Negli ultimi giorni intorno a Taiwan si è registrata un’attività militare cinese fuori dall’ordinario, almeno per intensità e tempistiche. Navi da guerra, unità della guardia costiera e velivoli militari sono stati segnalati con frequenza crescente nei pressi dell’isola, mentre Pechino continua a ribadire pubblicamente una linea di dialogo e cooperazione, come confermato dall’incontro tra Xi Jinping e Cheng Li Wun, la leader del partito d’opposizione taiwanese, il Kuomintang,. Questo doppio binario, fatto di pressione sul campo e aperture diplomatiche, sta alimentando inquietudine a Taipei, dove le autorità temono che dietro la retorica pacifica si nasconda una strategia più articolata.

Cosa succede a Taiwan e dintorni

Nel frattempo gli Stati Uniti sono concentrati su altri scenari di crisi e la politica interna taiwanese è attraversata da divisioni sulla spesa per la difesa. Ecco, uno scenario del genere preoccupa il presidente taiwanese William Lai. Anche perché, come ha riferito Reuters, nelle ultime settimane il numero di navi cinesi dispiegate tra il Mar Cinese Meridionale e quello Orientale sarebbe salito fino a sfiorare quota cento, quasi il doppio rispetto alla media abituale.

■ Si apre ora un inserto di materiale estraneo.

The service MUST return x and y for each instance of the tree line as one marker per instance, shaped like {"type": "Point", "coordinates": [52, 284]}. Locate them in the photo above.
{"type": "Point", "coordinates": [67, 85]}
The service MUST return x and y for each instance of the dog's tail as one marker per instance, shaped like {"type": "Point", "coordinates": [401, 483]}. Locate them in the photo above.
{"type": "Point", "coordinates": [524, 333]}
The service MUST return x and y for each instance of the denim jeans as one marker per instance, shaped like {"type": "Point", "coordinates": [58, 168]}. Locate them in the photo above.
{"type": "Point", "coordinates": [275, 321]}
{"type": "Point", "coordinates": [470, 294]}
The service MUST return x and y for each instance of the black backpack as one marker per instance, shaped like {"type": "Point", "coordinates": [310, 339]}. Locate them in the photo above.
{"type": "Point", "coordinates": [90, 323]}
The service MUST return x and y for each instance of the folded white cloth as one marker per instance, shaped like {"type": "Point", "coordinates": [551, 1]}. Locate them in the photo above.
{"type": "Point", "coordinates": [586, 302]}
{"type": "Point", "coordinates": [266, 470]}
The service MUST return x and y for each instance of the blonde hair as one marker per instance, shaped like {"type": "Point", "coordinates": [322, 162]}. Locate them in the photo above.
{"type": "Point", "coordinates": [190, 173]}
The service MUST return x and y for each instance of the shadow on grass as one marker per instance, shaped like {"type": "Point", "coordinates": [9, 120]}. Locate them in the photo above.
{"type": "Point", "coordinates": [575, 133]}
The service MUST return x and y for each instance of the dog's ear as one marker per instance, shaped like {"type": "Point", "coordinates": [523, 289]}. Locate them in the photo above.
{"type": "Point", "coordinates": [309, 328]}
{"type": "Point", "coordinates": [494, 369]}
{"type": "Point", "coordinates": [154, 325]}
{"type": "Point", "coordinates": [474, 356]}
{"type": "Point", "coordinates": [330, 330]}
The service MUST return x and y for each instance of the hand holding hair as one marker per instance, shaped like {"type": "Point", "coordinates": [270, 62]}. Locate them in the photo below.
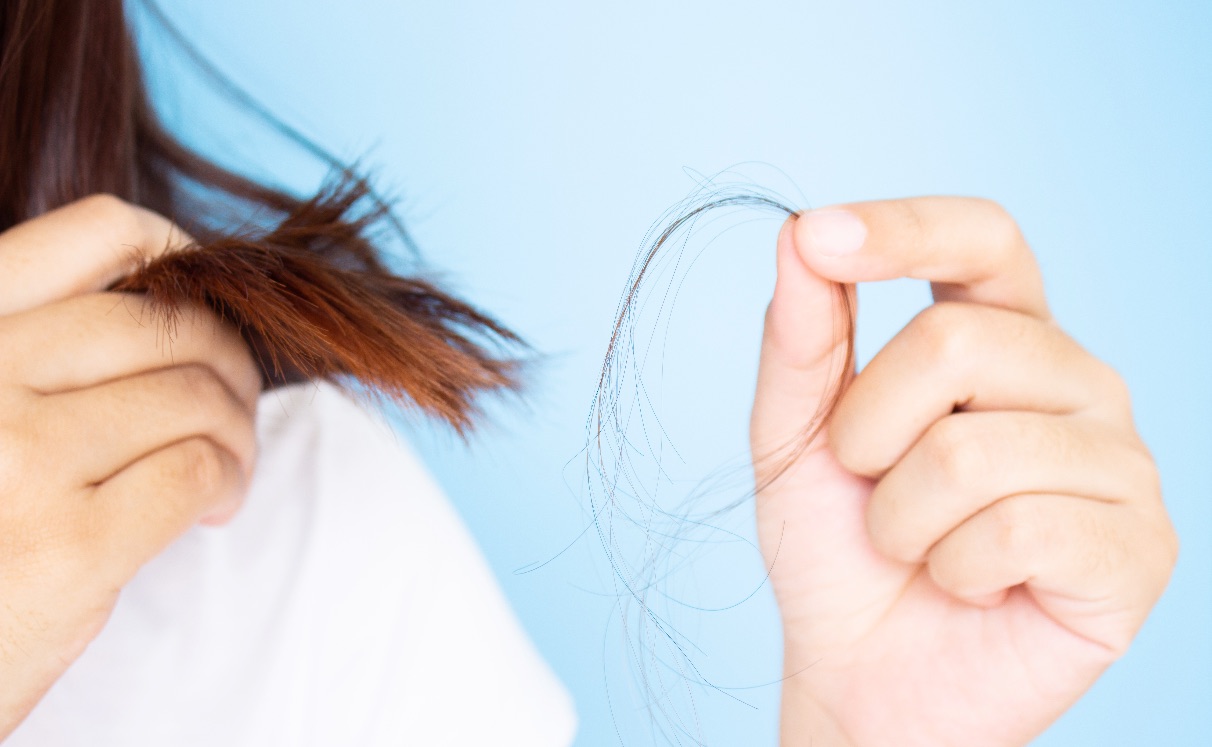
{"type": "Point", "coordinates": [113, 438]}
{"type": "Point", "coordinates": [977, 531]}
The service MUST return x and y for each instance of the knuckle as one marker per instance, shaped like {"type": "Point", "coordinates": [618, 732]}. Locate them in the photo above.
{"type": "Point", "coordinates": [201, 467]}
{"type": "Point", "coordinates": [1016, 530]}
{"type": "Point", "coordinates": [959, 455]}
{"type": "Point", "coordinates": [944, 334]}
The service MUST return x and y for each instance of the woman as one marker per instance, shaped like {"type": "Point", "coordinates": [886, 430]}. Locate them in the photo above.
{"type": "Point", "coordinates": [973, 537]}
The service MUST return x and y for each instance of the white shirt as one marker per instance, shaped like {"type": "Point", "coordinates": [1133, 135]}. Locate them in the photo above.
{"type": "Point", "coordinates": [346, 604]}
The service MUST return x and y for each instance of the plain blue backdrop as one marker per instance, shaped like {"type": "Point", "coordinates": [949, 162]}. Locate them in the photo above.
{"type": "Point", "coordinates": [533, 143]}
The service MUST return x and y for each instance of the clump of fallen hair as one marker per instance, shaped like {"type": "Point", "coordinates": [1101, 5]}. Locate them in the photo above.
{"type": "Point", "coordinates": [315, 302]}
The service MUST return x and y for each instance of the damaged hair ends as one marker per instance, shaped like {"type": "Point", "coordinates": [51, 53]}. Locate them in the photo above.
{"type": "Point", "coordinates": [308, 288]}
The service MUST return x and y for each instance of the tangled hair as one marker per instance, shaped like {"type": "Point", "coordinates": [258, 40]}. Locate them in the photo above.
{"type": "Point", "coordinates": [306, 285]}
{"type": "Point", "coordinates": [647, 535]}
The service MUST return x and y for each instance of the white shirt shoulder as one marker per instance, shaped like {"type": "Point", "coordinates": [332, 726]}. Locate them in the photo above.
{"type": "Point", "coordinates": [346, 604]}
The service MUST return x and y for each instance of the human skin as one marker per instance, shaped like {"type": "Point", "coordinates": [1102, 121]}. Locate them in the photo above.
{"type": "Point", "coordinates": [113, 438]}
{"type": "Point", "coordinates": [977, 532]}
{"type": "Point", "coordinates": [892, 540]}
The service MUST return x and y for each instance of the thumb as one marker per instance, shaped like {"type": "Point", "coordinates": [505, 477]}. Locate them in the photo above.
{"type": "Point", "coordinates": [806, 358]}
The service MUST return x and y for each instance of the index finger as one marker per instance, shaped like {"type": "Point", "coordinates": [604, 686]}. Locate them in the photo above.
{"type": "Point", "coordinates": [970, 249]}
{"type": "Point", "coordinates": [80, 247]}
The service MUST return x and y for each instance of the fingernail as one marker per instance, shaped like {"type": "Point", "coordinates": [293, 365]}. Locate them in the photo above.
{"type": "Point", "coordinates": [832, 232]}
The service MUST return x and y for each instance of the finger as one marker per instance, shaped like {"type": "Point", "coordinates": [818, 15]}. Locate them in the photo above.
{"type": "Point", "coordinates": [970, 249]}
{"type": "Point", "coordinates": [966, 357]}
{"type": "Point", "coordinates": [804, 352]}
{"type": "Point", "coordinates": [167, 406]}
{"type": "Point", "coordinates": [143, 508]}
{"type": "Point", "coordinates": [80, 247]}
{"type": "Point", "coordinates": [1095, 568]}
{"type": "Point", "coordinates": [97, 337]}
{"type": "Point", "coordinates": [968, 461]}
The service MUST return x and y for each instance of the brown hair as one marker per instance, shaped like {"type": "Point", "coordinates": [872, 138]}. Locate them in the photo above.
{"type": "Point", "coordinates": [310, 294]}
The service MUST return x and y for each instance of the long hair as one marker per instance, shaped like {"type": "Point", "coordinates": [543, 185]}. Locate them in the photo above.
{"type": "Point", "coordinates": [308, 289]}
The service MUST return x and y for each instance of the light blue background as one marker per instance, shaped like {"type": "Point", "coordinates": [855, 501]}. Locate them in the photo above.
{"type": "Point", "coordinates": [535, 142]}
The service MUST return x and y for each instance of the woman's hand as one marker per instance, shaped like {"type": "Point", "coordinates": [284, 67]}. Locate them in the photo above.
{"type": "Point", "coordinates": [978, 531]}
{"type": "Point", "coordinates": [115, 437]}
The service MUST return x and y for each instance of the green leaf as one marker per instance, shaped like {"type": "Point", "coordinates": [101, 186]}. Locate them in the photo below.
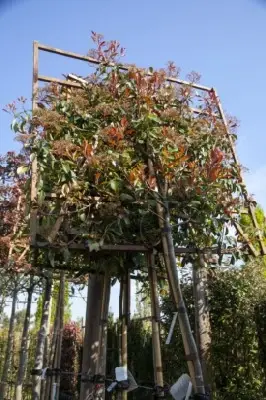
{"type": "Point", "coordinates": [32, 157]}
{"type": "Point", "coordinates": [82, 217]}
{"type": "Point", "coordinates": [65, 190]}
{"type": "Point", "coordinates": [126, 197]}
{"type": "Point", "coordinates": [22, 169]}
{"type": "Point", "coordinates": [14, 126]}
{"type": "Point", "coordinates": [65, 167]}
{"type": "Point", "coordinates": [115, 185]}
{"type": "Point", "coordinates": [153, 117]}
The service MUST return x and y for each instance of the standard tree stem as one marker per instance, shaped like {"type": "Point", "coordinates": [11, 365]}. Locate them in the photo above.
{"type": "Point", "coordinates": [36, 381]}
{"type": "Point", "coordinates": [24, 344]}
{"type": "Point", "coordinates": [3, 384]}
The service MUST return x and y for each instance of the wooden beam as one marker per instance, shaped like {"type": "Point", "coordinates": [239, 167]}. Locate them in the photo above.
{"type": "Point", "coordinates": [136, 248]}
{"type": "Point", "coordinates": [48, 79]}
{"type": "Point", "coordinates": [91, 60]}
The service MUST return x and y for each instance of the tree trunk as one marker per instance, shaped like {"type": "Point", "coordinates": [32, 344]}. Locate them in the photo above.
{"type": "Point", "coordinates": [38, 365]}
{"type": "Point", "coordinates": [190, 347]}
{"type": "Point", "coordinates": [8, 354]}
{"type": "Point", "coordinates": [46, 356]}
{"type": "Point", "coordinates": [124, 320]}
{"type": "Point", "coordinates": [24, 344]}
{"type": "Point", "coordinates": [202, 318]}
{"type": "Point", "coordinates": [155, 314]}
{"type": "Point", "coordinates": [94, 348]}
{"type": "Point", "coordinates": [59, 337]}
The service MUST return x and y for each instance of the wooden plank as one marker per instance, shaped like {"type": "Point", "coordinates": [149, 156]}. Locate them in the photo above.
{"type": "Point", "coordinates": [34, 172]}
{"type": "Point", "coordinates": [91, 60]}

Una presenza del genere per questo periodo dell’anno, tradizionalmente meno intenso per le esercitazioni, è considerata piuttosto rara. Di pari passo, poi, la Cina ha istituito una vasta area di spazio aereo “riservato” lungo la propria costa orientale, senza fornire spiegazioni ufficiali: si tratta di una zona enorme – circa 73 mila chilometri quadrati – interdetta al traffico civile per oltre un mese, una misura considerata insolita per dimensioni e durata.

Le mosse della Cina

Cosa sta succedendo? Per quanto riguarda lo spazio aereo interdetto non sono escluse possibili attività militari, come test missilistici o esercitazioni aeree, evidenziando come simili restrizioni vengano solitamente annunciate con maggiore anticipo e trasparenza.

Il tempismo, inoltre, appare significativo: la chiusura dello spazio aereo coincide con una fase in cui l’attenzione internazionale è rivolta altrove, offrendo a Pechino margini di manovra più ampi e meno scrutinati.

Alcuni analisti parlano ormai di una “nuova normalità”, in cui la presenza militare cinese attorno a Taiwan diventa quotidiana e progressivamente più strutturata.

L’obiettivo del Dragone, dunque, non sarebbe necessariamente un’escalation immediata, ma piuttosto logorare la capacità di risposta dell’isola e testare la reazione dei suoi alleati, in particolare degli Stati Uniti.